Saturday, October 9, 2010

Starless

Yapmam gereken bir sürü iş var, ama canım hiçbir şey yapmak istemiyor. Canım oldukça sıkkın.

Kendimi hiçbir boka yaramayan tipler gibi hissediyorum.


--

Bir deviant'ı (yani DeviantArt üyesini) tanımanın, o sanatçı hakkında fikir edinmenin yollarından birisi galerisine bakmaktır. Yaptığı çalışmalar o kişiden izler taşıyacaktır şüphesiz.

Ama pek üretken olmayan, dA'daki zamanının büyük bir kısmını başkalarının yaptıklarını incelemekle geçiren bir üyeyi tanımanın en iyi yolu onun galerisini değil, favorilerini incelemektir. İşte benim favorilerim bunlar. Arada çok sevimli şeyler de var, ürkütücü olanlar da. O kadar çok insanı ve klubü takip ediyorum ki, takip listemdeki çalışmaların sayısı 1000'in altına düştüğünde "Oh, biraz eridiler," diye seviniyorum.

Özellikle beğendiğim çalışmalar Awesomeness klasöründeler. Onların burada olmasının nedeni teknik başarıları değil ("teknik başarı" saçma bir kelime oldu zaten), bana hayal dünyam Asporia'yı veya sevdiğim başka şeyleri hatırlatıyor olmaları.


--
Paintball'u bırakacağım sanırım. Geçen gün tam alnımın ortasında, derimde patlayan ve boyası maskemin içine, gözlüğümün üstüne sıçrayan boya topunun bunda büyük bir etkisi var. Ama bu oyunu beceremiyorum nedense. Bazı insanlar asker olmak için doğar. Ben onlardan birisi değilim. Orta Çağ'da yaşayan bir asker olsaydım herhalde ilk savaşımda ölürdüm.

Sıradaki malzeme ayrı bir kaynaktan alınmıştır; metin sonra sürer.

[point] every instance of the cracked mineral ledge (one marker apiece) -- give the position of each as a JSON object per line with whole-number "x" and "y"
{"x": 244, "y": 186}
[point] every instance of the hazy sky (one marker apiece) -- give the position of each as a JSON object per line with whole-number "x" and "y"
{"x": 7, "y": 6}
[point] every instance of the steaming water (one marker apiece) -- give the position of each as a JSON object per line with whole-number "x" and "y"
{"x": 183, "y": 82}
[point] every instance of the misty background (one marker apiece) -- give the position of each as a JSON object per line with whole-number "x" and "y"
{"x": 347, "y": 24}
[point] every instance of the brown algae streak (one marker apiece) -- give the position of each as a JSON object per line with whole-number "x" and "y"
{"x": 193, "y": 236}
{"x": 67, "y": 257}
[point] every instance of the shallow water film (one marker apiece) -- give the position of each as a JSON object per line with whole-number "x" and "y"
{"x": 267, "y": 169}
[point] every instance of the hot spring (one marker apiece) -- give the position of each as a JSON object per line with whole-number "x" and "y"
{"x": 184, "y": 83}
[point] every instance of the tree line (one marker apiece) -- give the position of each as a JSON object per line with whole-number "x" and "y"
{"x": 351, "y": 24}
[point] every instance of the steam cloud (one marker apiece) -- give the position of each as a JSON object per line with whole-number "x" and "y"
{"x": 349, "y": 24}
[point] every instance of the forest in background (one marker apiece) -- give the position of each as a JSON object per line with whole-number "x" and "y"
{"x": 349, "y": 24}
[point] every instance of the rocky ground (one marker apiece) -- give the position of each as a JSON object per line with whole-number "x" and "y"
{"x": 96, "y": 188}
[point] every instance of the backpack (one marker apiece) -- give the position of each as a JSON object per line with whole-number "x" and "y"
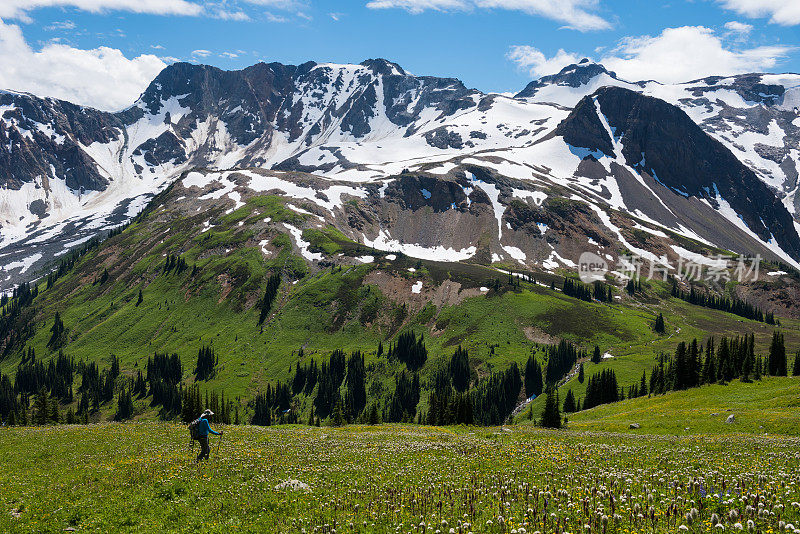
{"x": 194, "y": 429}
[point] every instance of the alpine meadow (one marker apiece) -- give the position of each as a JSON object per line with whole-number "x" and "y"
{"x": 282, "y": 296}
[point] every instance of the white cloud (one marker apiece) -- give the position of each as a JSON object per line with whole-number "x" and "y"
{"x": 784, "y": 12}
{"x": 738, "y": 28}
{"x": 676, "y": 55}
{"x": 285, "y": 5}
{"x": 19, "y": 9}
{"x": 534, "y": 61}
{"x": 686, "y": 53}
{"x": 739, "y": 31}
{"x": 102, "y": 77}
{"x": 61, "y": 26}
{"x": 575, "y": 14}
{"x": 224, "y": 14}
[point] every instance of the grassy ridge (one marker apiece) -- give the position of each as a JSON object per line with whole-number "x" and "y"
{"x": 768, "y": 406}
{"x": 331, "y": 308}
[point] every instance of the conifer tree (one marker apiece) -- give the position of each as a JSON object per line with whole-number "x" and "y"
{"x": 551, "y": 414}
{"x": 124, "y": 405}
{"x": 270, "y": 293}
{"x": 777, "y": 355}
{"x": 41, "y": 408}
{"x": 356, "y": 387}
{"x": 659, "y": 327}
{"x": 533, "y": 378}
{"x": 569, "y": 402}
{"x": 459, "y": 370}
{"x": 709, "y": 375}
{"x": 57, "y": 333}
{"x": 337, "y": 415}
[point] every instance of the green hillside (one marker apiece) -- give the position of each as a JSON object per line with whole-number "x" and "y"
{"x": 202, "y": 276}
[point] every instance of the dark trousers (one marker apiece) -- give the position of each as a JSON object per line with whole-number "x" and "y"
{"x": 204, "y": 448}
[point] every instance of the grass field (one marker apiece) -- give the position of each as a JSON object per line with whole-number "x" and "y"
{"x": 141, "y": 478}
{"x": 768, "y": 406}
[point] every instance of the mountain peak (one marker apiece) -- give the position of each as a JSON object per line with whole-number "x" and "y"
{"x": 384, "y": 67}
{"x": 574, "y": 75}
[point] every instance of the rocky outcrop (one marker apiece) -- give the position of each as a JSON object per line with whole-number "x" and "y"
{"x": 661, "y": 140}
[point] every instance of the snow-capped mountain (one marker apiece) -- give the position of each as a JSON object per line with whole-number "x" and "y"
{"x": 67, "y": 172}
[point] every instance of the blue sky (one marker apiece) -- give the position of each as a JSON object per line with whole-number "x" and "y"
{"x": 497, "y": 48}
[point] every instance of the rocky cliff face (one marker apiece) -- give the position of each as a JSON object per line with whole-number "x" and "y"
{"x": 713, "y": 160}
{"x": 659, "y": 139}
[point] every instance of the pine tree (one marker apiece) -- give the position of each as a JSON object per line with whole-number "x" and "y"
{"x": 596, "y": 358}
{"x": 569, "y": 402}
{"x": 533, "y": 378}
{"x": 270, "y": 293}
{"x": 206, "y": 363}
{"x": 41, "y": 408}
{"x": 124, "y": 405}
{"x": 777, "y": 355}
{"x": 551, "y": 414}
{"x": 709, "y": 375}
{"x": 459, "y": 370}
{"x": 57, "y": 333}
{"x": 356, "y": 387}
{"x": 337, "y": 415}
{"x": 659, "y": 327}
{"x": 55, "y": 415}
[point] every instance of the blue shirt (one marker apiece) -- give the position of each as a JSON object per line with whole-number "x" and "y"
{"x": 203, "y": 428}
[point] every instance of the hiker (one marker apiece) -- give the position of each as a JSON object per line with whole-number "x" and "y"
{"x": 203, "y": 429}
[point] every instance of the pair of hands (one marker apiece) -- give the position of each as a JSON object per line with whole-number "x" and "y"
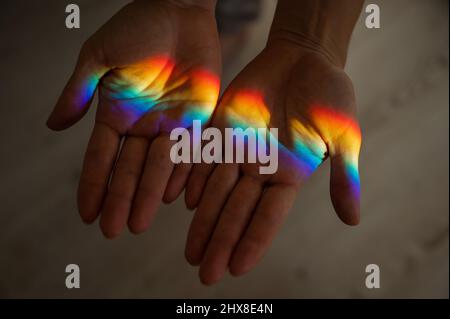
{"x": 156, "y": 65}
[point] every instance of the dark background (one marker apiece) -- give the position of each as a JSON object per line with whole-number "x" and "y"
{"x": 401, "y": 77}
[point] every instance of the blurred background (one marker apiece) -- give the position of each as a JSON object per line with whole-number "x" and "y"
{"x": 401, "y": 76}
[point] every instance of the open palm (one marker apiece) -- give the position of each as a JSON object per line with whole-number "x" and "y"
{"x": 156, "y": 66}
{"x": 311, "y": 102}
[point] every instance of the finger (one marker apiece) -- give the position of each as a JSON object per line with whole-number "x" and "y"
{"x": 127, "y": 173}
{"x": 157, "y": 171}
{"x": 344, "y": 180}
{"x": 218, "y": 188}
{"x": 230, "y": 227}
{"x": 177, "y": 182}
{"x": 196, "y": 183}
{"x": 79, "y": 91}
{"x": 98, "y": 162}
{"x": 271, "y": 211}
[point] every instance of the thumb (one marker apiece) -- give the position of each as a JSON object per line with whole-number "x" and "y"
{"x": 344, "y": 181}
{"x": 79, "y": 91}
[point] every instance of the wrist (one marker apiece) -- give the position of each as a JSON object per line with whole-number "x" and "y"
{"x": 323, "y": 26}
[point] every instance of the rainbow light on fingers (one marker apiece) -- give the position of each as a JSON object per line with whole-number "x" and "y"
{"x": 157, "y": 85}
{"x": 343, "y": 136}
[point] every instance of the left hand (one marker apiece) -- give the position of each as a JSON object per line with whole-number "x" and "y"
{"x": 311, "y": 101}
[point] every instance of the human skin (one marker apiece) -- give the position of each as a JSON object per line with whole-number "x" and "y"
{"x": 298, "y": 85}
{"x": 156, "y": 65}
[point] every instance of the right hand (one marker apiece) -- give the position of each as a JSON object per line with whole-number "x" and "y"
{"x": 156, "y": 65}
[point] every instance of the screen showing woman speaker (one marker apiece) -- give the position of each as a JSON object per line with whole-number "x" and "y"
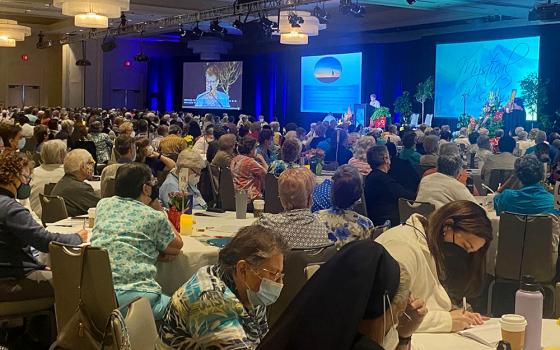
{"x": 212, "y": 85}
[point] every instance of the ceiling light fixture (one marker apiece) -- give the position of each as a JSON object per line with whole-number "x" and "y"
{"x": 10, "y": 32}
{"x": 92, "y": 13}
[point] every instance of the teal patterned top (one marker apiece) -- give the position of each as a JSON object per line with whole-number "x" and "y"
{"x": 345, "y": 226}
{"x": 205, "y": 313}
{"x": 133, "y": 234}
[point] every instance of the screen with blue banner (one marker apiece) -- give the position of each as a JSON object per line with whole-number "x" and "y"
{"x": 466, "y": 73}
{"x": 331, "y": 83}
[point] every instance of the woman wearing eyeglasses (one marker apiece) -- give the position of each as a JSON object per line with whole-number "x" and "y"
{"x": 136, "y": 233}
{"x": 223, "y": 306}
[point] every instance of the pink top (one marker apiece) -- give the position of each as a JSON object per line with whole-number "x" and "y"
{"x": 362, "y": 166}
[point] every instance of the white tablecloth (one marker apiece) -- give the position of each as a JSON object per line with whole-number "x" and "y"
{"x": 448, "y": 341}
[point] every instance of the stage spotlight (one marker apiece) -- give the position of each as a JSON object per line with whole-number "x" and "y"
{"x": 321, "y": 14}
{"x": 216, "y": 28}
{"x": 295, "y": 20}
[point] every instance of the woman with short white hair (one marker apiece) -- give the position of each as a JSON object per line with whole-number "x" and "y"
{"x": 51, "y": 170}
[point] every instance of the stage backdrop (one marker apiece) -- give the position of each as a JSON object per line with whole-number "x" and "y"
{"x": 331, "y": 83}
{"x": 472, "y": 70}
{"x": 214, "y": 85}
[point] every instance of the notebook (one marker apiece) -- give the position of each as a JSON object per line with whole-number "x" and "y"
{"x": 488, "y": 334}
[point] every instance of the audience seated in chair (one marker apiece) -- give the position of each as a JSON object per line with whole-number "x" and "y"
{"x": 135, "y": 231}
{"x": 419, "y": 245}
{"x": 78, "y": 195}
{"x": 298, "y": 225}
{"x": 22, "y": 277}
{"x": 345, "y": 225}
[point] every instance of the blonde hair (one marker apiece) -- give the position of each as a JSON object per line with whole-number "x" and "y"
{"x": 295, "y": 188}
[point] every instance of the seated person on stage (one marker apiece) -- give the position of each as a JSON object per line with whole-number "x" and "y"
{"x": 223, "y": 306}
{"x": 345, "y": 225}
{"x": 125, "y": 152}
{"x": 382, "y": 192}
{"x": 402, "y": 171}
{"x": 249, "y": 168}
{"x": 359, "y": 160}
{"x": 442, "y": 187}
{"x": 188, "y": 159}
{"x": 51, "y": 170}
{"x": 291, "y": 149}
{"x": 483, "y": 152}
{"x": 78, "y": 195}
{"x": 503, "y": 160}
{"x": 532, "y": 198}
{"x": 418, "y": 247}
{"x": 297, "y": 224}
{"x": 266, "y": 145}
{"x": 371, "y": 293}
{"x": 409, "y": 151}
{"x": 22, "y": 276}
{"x": 431, "y": 149}
{"x": 136, "y": 233}
{"x": 338, "y": 150}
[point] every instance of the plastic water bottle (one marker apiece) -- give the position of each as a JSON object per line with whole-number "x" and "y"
{"x": 529, "y": 303}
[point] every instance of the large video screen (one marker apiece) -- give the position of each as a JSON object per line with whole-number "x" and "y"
{"x": 331, "y": 83}
{"x": 468, "y": 72}
{"x": 215, "y": 85}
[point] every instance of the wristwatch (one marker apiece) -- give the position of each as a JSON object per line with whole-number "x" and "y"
{"x": 405, "y": 341}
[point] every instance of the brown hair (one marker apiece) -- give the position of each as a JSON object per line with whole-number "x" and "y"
{"x": 11, "y": 166}
{"x": 465, "y": 216}
{"x": 295, "y": 187}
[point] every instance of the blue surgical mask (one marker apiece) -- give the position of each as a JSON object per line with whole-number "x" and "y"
{"x": 21, "y": 143}
{"x": 268, "y": 293}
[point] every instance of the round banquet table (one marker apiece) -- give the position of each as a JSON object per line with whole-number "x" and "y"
{"x": 447, "y": 341}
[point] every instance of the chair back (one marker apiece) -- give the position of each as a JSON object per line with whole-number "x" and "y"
{"x": 498, "y": 176}
{"x": 295, "y": 264}
{"x": 226, "y": 190}
{"x": 272, "y": 202}
{"x": 109, "y": 188}
{"x": 140, "y": 326}
{"x": 408, "y": 207}
{"x": 48, "y": 188}
{"x": 98, "y": 295}
{"x": 53, "y": 208}
{"x": 428, "y": 120}
{"x": 525, "y": 247}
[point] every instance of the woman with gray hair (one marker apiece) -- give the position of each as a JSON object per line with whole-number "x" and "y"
{"x": 224, "y": 306}
{"x": 484, "y": 151}
{"x": 51, "y": 170}
{"x": 359, "y": 159}
{"x": 191, "y": 161}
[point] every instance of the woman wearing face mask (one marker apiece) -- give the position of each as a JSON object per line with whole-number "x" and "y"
{"x": 193, "y": 162}
{"x": 223, "y": 306}
{"x": 21, "y": 275}
{"x": 423, "y": 245}
{"x": 356, "y": 300}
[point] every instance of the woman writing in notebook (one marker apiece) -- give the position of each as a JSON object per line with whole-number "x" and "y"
{"x": 460, "y": 227}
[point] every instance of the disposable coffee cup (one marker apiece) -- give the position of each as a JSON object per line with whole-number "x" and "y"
{"x": 258, "y": 207}
{"x": 91, "y": 217}
{"x": 513, "y": 330}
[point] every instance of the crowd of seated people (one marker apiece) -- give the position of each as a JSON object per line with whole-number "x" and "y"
{"x": 224, "y": 305}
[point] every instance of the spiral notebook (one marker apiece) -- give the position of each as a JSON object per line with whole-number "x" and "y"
{"x": 488, "y": 334}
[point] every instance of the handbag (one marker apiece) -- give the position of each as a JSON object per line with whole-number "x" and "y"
{"x": 80, "y": 332}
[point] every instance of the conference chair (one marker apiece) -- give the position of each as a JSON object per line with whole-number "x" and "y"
{"x": 226, "y": 190}
{"x": 497, "y": 177}
{"x": 296, "y": 275}
{"x": 48, "y": 188}
{"x": 527, "y": 245}
{"x": 272, "y": 202}
{"x": 408, "y": 207}
{"x": 84, "y": 270}
{"x": 53, "y": 208}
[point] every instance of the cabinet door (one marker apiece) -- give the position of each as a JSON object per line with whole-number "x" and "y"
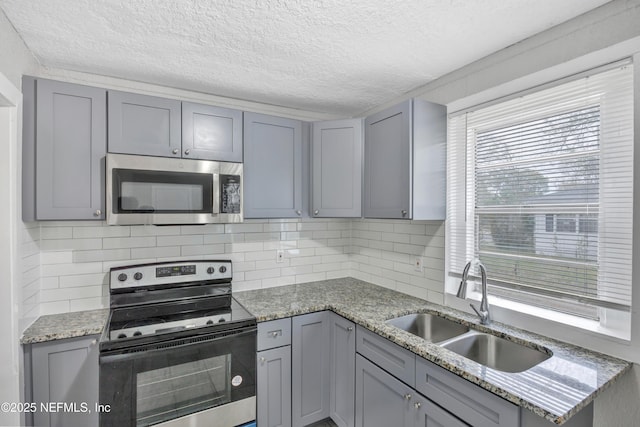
{"x": 70, "y": 150}
{"x": 431, "y": 415}
{"x": 274, "y": 387}
{"x": 337, "y": 168}
{"x": 310, "y": 368}
{"x": 147, "y": 125}
{"x": 382, "y": 400}
{"x": 211, "y": 133}
{"x": 387, "y": 164}
{"x": 66, "y": 371}
{"x": 343, "y": 371}
{"x": 272, "y": 167}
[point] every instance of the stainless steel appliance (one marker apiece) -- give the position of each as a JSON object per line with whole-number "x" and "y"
{"x": 178, "y": 349}
{"x": 159, "y": 190}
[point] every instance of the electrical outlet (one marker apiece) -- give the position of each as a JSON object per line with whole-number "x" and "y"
{"x": 417, "y": 264}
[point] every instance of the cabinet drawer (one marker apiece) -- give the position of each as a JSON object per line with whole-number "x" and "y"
{"x": 394, "y": 359}
{"x": 275, "y": 333}
{"x": 468, "y": 401}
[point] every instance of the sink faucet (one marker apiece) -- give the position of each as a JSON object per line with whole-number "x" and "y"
{"x": 462, "y": 290}
{"x": 483, "y": 313}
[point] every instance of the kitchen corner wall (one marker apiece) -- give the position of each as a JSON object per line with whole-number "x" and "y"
{"x": 384, "y": 252}
{"x": 66, "y": 264}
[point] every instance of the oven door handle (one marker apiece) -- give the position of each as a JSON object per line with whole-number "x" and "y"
{"x": 144, "y": 350}
{"x": 216, "y": 194}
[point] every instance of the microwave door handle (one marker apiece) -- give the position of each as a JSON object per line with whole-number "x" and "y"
{"x": 216, "y": 194}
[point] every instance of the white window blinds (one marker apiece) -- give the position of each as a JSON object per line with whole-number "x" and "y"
{"x": 540, "y": 190}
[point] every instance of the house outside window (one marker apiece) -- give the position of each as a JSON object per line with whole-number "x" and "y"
{"x": 540, "y": 191}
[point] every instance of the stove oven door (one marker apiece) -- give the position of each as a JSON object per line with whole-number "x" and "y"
{"x": 201, "y": 380}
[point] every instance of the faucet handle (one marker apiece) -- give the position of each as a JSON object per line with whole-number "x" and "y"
{"x": 483, "y": 315}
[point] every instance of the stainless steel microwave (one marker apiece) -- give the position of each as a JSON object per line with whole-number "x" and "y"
{"x": 160, "y": 190}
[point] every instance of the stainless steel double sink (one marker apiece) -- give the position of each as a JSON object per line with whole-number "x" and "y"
{"x": 486, "y": 349}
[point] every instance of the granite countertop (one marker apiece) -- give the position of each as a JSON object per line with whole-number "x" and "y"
{"x": 66, "y": 325}
{"x": 555, "y": 389}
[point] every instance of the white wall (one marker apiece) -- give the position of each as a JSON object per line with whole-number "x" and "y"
{"x": 604, "y": 35}
{"x": 15, "y": 59}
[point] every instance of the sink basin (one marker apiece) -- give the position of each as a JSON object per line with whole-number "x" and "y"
{"x": 495, "y": 352}
{"x": 429, "y": 326}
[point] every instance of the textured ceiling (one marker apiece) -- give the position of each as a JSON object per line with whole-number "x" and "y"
{"x": 332, "y": 56}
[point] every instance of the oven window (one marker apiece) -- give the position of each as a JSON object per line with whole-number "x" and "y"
{"x": 170, "y": 392}
{"x": 140, "y": 191}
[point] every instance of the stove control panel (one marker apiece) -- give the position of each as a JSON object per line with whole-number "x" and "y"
{"x": 167, "y": 273}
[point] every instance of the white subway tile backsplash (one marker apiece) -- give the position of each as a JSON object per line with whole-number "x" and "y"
{"x": 202, "y": 250}
{"x": 190, "y": 239}
{"x": 69, "y": 244}
{"x": 104, "y": 231}
{"x": 155, "y": 252}
{"x": 101, "y": 255}
{"x": 129, "y": 242}
{"x": 65, "y": 264}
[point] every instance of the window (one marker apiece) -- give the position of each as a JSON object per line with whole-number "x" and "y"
{"x": 540, "y": 190}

Quake 3'ü bu kadar çok sevmemin nedeni canavar gibi iyi oynayabildiğim nadir oyunlardan birisi olması (aslında oyunu çok sevdiğim için iyi oynuyorum ve iyi oynadığım için oyunu seviyorum). Ama takım halinde oynarken değil. Hayatım boyunca hiçbir takım oyununda takımımla iyi bir koordinasyon kurabildiğimi, ekibime başarı getirdiğimi hatırlamıyorum. Tüm başarılarım tek başıma yaptıklarımdaydı. Paintball keşke deathmatch olsaydı.